Why would native processes ( exec ) be resubmitted even though the hash inputs don't change?

I’m trying to figure out why a native process is occasionally resubmitting.

From one run the hashes are:

Jul-03 14:03:28.903 [Actor Thread 5] INFO  nextflow.processor.TaskProcessor - [ASSEMBLY_REPORT:TOL_SEARCH (1)] cache hash: 96e3c94a530ae88fb7647046ec705b3e; mode: STANDARD; entries: 
  76ea2021cc55a873477f77be45e8a1fc [java.util.UUID] 8e358b4c-7f8d-4421-8742-0a77a3f8c4d6 
  bdf226854332f21139e1ddac952e22ba [java.lang.String] ASSEMBLY_REPORT:TOL_SEARCH 
  f13fc1b539c963cfd9f7a5eda57f24b3 [java.lang.String]     def args = task.ext.args ?: ''
    def response = new URL("https://id.tol.sanger.ac.uk/api/v2/species?taxonomyId=$taxid").text
    def lazy_json = new groovy.json.JsonSlurper().parseText(response)
    json = [
        tol_id:  lazy_json.species[0]['tolIds'][0]?.tolId?: "No ToL ID",
        species: lazy_json.species[0]['scientificName'],
        class:   lazy_json.species[0]['taxaClass'],
        order:   lazy_json.species[0]['order'],
    ]
 
  16cb95a8f5388c13899a651695911162 [java.lang.String] taxid 
  dec56b9915c1138e7cd4677f712b5833 [java.lang.Integer] 7227 
  4f9d4b0d22865056c37fb6d9c2a04a67 [java.lang.String] $ 
  16fe7483905cce7a85670e43e4678877 [java.lang.Boolean] true 
  eab359affdb9334848cc02803d7db724 [java.util.HashMap$EntrySet] [task.ext.args=null] 

Jul-03 14:03:28.922 [Task submitter] INFO  nextflow.Session - [c1/d3eb41] Submitted process > ASSEMBLY_REPORT:TOL_SEARCH (Taxid: 7227)

and from the following run:

Jul-03 14:04:33.476 [Actor Thread 2] INFO  nextflow.processor.TaskProcessor - [ASSEMBLY_REPORT:TOL_SEARCH (1)] cache hash: 96e3c94a530ae88fb7647046ec705b3e; mode: STANDARD; entries: 
  76ea2021cc55a873477f77be45e8a1fc [java.util.UUID] 8e358b4c-7f8d-4421-8742-0a77a3f8c4d6 
  bdf226854332f21139e1ddac952e22ba [java.lang.String] ASSEMBLY_REPORT:TOL_SEARCH 
  f13fc1b539c963cfd9f7a5eda57f24b3 [java.lang.String]     def args = task.ext.args ?: ''
    def response = new URL("https://id.tol.sanger.ac.uk/api/v2/species?taxonomyId=$taxid").text
    def lazy_json = new groovy.json.JsonSlurper().parseText(response)
    json = [
        tol_id:  lazy_json.species[0]['tolIds'][0]?.tolId?: "No ToL ID",
        species: lazy_json.species[0]['scientificName'],
        class:   lazy_json.species[0]['taxaClass'],
        order:   lazy_json.species[0]['order'],
    ]
 
  16cb95a8f5388c13899a651695911162 [java.lang.String] taxid 
  dec56b9915c1138e7cd4677f712b5833 [java.lang.Integer] 7227 
  4f9d4b0d22865056c37fb6d9c2a04a67 [java.lang.String] $ 
  16fe7483905cce7a85670e43e4678877 [java.lang.Boolean] true 
  eab359affdb9334848cc02803d7db724 [java.util.HashMap$EntrySet] [task.ext.args=null] 
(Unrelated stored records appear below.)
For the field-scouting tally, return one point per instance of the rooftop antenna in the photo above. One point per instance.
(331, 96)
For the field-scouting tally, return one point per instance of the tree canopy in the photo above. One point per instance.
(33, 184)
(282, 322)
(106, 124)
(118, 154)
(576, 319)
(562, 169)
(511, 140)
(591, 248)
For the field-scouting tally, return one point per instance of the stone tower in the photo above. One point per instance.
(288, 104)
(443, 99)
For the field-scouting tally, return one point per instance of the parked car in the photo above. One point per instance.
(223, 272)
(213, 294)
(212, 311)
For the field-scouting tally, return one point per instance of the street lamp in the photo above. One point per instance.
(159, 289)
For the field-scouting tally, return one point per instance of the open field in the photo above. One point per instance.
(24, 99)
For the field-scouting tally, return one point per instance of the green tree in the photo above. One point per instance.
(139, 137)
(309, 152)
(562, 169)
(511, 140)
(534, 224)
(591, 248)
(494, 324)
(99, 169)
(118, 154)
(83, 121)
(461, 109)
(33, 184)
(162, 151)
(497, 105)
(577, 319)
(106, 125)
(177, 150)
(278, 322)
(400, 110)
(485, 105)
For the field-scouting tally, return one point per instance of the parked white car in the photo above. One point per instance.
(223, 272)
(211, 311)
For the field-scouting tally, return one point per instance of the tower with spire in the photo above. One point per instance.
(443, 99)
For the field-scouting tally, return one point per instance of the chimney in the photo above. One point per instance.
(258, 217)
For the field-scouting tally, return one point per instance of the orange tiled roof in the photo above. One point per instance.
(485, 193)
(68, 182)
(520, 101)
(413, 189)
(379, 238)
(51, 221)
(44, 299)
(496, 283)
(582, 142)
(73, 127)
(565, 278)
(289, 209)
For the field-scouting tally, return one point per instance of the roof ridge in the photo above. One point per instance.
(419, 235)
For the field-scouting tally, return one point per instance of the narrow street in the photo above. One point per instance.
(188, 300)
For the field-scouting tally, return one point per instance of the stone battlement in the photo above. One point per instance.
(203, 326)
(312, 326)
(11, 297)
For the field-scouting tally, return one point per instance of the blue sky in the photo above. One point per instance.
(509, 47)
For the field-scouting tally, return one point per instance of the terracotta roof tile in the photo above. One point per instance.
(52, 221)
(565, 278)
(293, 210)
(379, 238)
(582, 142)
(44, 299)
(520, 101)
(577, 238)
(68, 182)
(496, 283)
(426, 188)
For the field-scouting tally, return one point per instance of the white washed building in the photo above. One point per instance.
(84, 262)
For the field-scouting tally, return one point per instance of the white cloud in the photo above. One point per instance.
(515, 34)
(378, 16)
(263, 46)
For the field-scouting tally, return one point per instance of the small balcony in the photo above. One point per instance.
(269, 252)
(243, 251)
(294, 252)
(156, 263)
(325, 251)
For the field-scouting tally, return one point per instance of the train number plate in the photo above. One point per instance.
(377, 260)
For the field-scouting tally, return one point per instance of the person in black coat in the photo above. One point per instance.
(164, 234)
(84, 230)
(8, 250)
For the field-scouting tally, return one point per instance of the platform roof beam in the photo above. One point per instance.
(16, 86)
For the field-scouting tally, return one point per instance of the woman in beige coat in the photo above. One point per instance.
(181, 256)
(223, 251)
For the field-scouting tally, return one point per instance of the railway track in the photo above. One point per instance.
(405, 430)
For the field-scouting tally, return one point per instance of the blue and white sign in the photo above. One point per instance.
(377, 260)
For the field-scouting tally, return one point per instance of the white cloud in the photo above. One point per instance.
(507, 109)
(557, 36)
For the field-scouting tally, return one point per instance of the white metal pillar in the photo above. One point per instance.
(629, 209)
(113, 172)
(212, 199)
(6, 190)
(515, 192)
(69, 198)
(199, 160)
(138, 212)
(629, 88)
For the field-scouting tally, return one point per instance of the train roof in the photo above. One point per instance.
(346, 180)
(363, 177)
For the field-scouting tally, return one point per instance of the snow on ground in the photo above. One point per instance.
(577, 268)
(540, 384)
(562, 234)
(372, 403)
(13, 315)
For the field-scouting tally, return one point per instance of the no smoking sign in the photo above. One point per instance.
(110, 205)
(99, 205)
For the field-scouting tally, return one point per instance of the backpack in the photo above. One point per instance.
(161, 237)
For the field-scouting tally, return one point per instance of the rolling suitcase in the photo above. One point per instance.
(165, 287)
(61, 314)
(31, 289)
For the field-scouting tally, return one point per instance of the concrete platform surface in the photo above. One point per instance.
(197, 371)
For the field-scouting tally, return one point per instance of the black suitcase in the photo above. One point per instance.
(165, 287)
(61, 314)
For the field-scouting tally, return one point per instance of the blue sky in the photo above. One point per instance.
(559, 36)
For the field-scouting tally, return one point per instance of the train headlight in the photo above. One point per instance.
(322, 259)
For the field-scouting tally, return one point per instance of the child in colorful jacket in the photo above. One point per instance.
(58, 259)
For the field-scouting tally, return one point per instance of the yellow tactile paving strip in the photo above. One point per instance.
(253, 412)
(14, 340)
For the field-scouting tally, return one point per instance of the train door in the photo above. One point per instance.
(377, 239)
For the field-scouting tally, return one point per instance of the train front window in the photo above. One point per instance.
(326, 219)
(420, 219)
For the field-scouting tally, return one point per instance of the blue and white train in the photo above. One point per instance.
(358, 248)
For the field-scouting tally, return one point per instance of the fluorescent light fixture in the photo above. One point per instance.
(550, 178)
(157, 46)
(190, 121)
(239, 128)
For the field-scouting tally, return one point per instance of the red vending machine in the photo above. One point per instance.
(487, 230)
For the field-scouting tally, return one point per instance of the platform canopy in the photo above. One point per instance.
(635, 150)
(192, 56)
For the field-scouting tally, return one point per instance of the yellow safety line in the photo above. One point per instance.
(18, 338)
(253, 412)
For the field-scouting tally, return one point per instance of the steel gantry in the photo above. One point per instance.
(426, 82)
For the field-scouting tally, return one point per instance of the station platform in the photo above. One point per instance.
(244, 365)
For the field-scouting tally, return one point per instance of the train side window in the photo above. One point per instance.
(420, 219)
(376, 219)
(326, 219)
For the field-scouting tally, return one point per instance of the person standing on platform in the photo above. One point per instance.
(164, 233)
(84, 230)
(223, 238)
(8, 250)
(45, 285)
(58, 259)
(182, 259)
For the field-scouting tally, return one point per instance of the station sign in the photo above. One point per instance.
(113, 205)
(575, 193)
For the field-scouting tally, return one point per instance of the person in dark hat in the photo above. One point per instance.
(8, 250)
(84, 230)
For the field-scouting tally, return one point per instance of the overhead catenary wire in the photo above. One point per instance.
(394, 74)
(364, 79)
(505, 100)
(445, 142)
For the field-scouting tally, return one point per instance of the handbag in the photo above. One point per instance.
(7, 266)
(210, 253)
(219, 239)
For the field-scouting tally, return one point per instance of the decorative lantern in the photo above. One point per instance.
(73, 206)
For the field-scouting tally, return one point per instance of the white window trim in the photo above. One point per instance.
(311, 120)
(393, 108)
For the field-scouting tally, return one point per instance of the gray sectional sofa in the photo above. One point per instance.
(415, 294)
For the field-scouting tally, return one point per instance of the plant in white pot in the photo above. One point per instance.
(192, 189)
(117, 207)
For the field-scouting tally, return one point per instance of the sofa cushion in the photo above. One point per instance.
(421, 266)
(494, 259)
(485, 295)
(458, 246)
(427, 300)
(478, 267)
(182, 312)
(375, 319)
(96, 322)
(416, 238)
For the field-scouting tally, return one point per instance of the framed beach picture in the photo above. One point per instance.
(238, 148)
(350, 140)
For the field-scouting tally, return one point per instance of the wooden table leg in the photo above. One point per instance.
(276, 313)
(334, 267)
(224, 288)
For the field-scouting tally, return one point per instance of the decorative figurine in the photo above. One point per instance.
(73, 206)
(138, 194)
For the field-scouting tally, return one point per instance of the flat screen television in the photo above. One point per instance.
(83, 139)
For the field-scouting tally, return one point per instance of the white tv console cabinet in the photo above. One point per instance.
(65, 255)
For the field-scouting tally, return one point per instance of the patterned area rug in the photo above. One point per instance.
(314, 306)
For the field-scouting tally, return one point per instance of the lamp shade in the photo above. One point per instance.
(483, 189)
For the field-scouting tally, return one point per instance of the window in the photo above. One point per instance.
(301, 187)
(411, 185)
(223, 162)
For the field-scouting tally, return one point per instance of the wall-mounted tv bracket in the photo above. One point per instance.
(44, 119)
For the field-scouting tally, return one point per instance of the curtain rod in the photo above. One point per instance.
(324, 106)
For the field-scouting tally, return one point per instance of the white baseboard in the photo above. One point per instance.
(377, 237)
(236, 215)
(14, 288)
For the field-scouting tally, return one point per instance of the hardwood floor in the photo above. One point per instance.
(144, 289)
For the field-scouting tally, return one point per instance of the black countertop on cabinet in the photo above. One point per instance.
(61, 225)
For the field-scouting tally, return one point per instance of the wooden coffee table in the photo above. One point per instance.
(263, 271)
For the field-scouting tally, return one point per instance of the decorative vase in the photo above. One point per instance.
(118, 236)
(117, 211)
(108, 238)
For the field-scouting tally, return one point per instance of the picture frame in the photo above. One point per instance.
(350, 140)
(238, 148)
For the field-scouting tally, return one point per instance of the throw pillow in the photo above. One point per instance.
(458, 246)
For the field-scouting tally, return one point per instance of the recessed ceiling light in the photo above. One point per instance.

Jul-03 14:04:33.497 [Task submitter] INFO  nextflow.Session - [c1/d3eb41] Submitted process > ASSEMBLY_REPORT:TOL_SEARCH (Taxid: 7227)

I should say before I resume the next run I do

nextflow clean -f -before $( nextflow log -q | tail -n 1)

and then the native process is resubmitted. If I don’t do this, it’ll take the cached result from an earlier run.

It seems this might be an issue with nextflow clean

This topic was automatically closed 7 days after the last reply. New replies are no longer allowed.